Reporter Jeremy Finley’s story for WSMV-TV in Nashville about United Benefits of America eventually put the company out of business. Federal and state investigations led to a settlement that paid more than $1 million to victims. It’s one of several reports he’s done that have featured video from hidden cameras but he says those stories are exceptions, and most of his investigations are based on more traditional methods of reporting.
“We use [hidden cameras] if we can’t find any other way to prove something,” Finley says. “So we’re not just asking viewers to take our word for it. Even when we have public records or documents, [undercover video] is the ultimate proof.”
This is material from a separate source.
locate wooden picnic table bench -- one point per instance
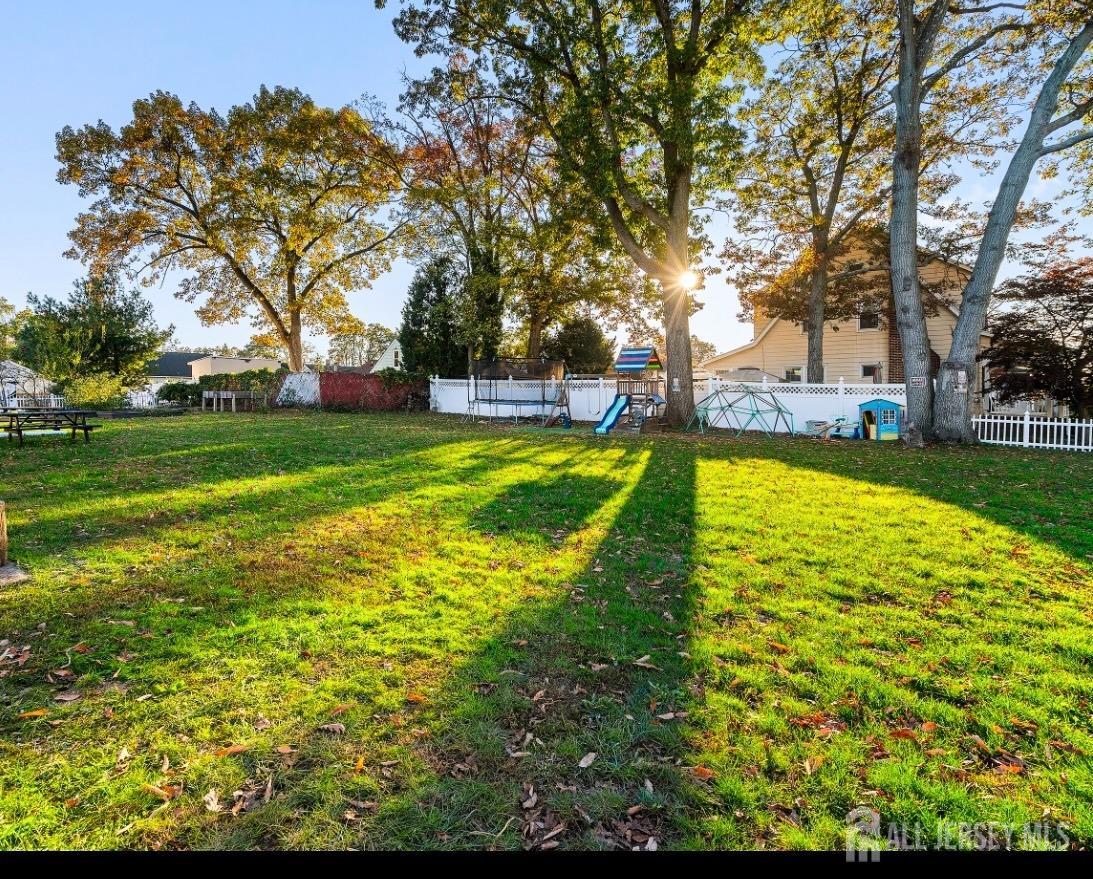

The decision to use a hidden camera has to be approved by the station’s news director and its attorney. Video may be shot by WSMV staffers or by volunteers but “we can not pretend to be anyone we are not,” Finley says. (That’s what got ABC’s Prime Time Live in such hot water for its Food Lion investigation, you may recall. ABC producers shot undercover video after getting jobs at the store, but they had lied on their applications and were held liable for breach of loyalty and trespass.)
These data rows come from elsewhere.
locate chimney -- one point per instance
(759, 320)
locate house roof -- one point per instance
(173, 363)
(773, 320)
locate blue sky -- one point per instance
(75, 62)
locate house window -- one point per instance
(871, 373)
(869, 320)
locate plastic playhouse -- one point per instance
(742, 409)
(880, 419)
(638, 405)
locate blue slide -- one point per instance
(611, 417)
At WSMV, no video makes air without being run by the person involved. “It’s just not fair or accurate and you’re asking to be sued,” Finley says. In fact, in more than one instance, stories have been spiked after the station learned there was a reasonable explanation for behavior that appeared to be questionable when caught on tape.
The station uses all kinds of cameras to capture undercover video–button cameras, pen cameras and even iPhones. “So many people carry them, you can use them without suspicion in a public place,” Finley says.
Here’s one of Finley’s stories that relied on hidden cameras. In this case, the video was shot from inside an unmarked van with dark-tinted windows:
Hidden camera video clearly made that story stronger. The court clerk was forced to resign. But, as Finley says, the decision to go undercover should never be taken lightly. My Poynter colleague Bob Steele likes to put it this way, “Hidden cameras are not unlike weapons and power tools that should be kept away from the unskilled and the reckless.”